The Puerto Rican film *Fight Back*, which will hit the big screen in November and stars Ana Isabelle and Jason Calderón, highlights female empowerment through resilience, love, and martial arts, with a special appearance by Spanish karateka Sandra Sánchez.
“One of the main messages of ‘Fight Back’ is to empower women to pursue their dreams, to be independent, to believe in themselves, and to fight against emotional and physical abuse,” Ana Isabelle told EFE. She makes her debut as a producer on this film alongside Lizaida Rivera.

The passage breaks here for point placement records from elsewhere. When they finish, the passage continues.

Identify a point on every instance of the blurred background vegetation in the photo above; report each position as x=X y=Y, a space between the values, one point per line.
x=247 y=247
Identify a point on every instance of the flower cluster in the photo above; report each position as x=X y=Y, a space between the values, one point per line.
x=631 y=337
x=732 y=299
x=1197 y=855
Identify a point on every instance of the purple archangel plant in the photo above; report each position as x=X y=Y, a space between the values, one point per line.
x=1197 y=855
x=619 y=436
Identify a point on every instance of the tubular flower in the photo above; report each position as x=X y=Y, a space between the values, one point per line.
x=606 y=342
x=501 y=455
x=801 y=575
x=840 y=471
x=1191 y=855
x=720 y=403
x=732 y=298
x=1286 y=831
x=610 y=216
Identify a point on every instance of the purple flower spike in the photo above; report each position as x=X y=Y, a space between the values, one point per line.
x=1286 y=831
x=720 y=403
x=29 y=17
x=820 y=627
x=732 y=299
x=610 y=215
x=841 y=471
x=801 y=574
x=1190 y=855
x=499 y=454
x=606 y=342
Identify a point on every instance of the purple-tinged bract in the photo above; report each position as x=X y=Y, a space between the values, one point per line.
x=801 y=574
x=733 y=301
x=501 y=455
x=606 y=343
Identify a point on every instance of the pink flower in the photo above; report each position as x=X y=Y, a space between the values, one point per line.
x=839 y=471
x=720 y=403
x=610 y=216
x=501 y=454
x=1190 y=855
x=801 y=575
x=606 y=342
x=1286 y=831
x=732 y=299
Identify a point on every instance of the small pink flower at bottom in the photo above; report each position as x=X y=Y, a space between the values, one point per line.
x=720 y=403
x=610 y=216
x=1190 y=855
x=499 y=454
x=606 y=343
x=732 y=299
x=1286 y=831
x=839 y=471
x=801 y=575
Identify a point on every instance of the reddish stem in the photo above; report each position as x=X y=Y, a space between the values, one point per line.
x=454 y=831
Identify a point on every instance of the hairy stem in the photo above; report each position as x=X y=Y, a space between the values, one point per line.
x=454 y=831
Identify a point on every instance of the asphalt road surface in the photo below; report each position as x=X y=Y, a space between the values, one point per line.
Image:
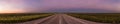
x=59 y=19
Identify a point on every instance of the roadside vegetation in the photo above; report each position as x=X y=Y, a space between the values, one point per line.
x=22 y=17
x=98 y=17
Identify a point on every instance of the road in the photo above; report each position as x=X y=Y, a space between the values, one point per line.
x=59 y=19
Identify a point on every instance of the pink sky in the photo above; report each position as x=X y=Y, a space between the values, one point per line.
x=14 y=6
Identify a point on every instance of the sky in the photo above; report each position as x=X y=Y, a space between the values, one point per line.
x=80 y=6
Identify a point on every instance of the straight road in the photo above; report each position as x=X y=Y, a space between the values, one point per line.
x=59 y=19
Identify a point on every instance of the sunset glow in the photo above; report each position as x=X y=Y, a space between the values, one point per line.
x=16 y=6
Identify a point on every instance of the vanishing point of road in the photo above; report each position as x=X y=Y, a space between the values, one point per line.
x=59 y=19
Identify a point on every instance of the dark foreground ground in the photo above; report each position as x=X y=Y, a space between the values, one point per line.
x=58 y=19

The feature film, shot in Miami and Puerto Rico, is directed by Bruno Irizarry and highlights female strength in an archipelago that has one of the highest per-capita rates of femicides in Latin America, with 54 direct femicides in 2025 and 28 in the first half of this year, according to the latest report from the Gender Equality Observatory.
“It’s not about encouraging violence—quite the opposite; it’s about fostering respect, autonomy, and self-control, but also that sense of leadership that tells us we don’t have to settle for less, that we don’t have to accept being treated poorly for whatever reason, and that men are no better than us,” explains Ana Isabelle.
In the film, the Puerto Rican singer and actress plays Patricia, a retired Olympic athlete and mother of a girl with an incurable illness who decides to return to karate.
The winner of the first season of the show “¡Viva el sueño!”, an American format created by Univision in 2009, and the actress who played Rosalía in Steven Spielberg’s ‘West Side Story,’ admits that she fulfilled a dream by working with Sánchez, considered the greatest karateka of all time.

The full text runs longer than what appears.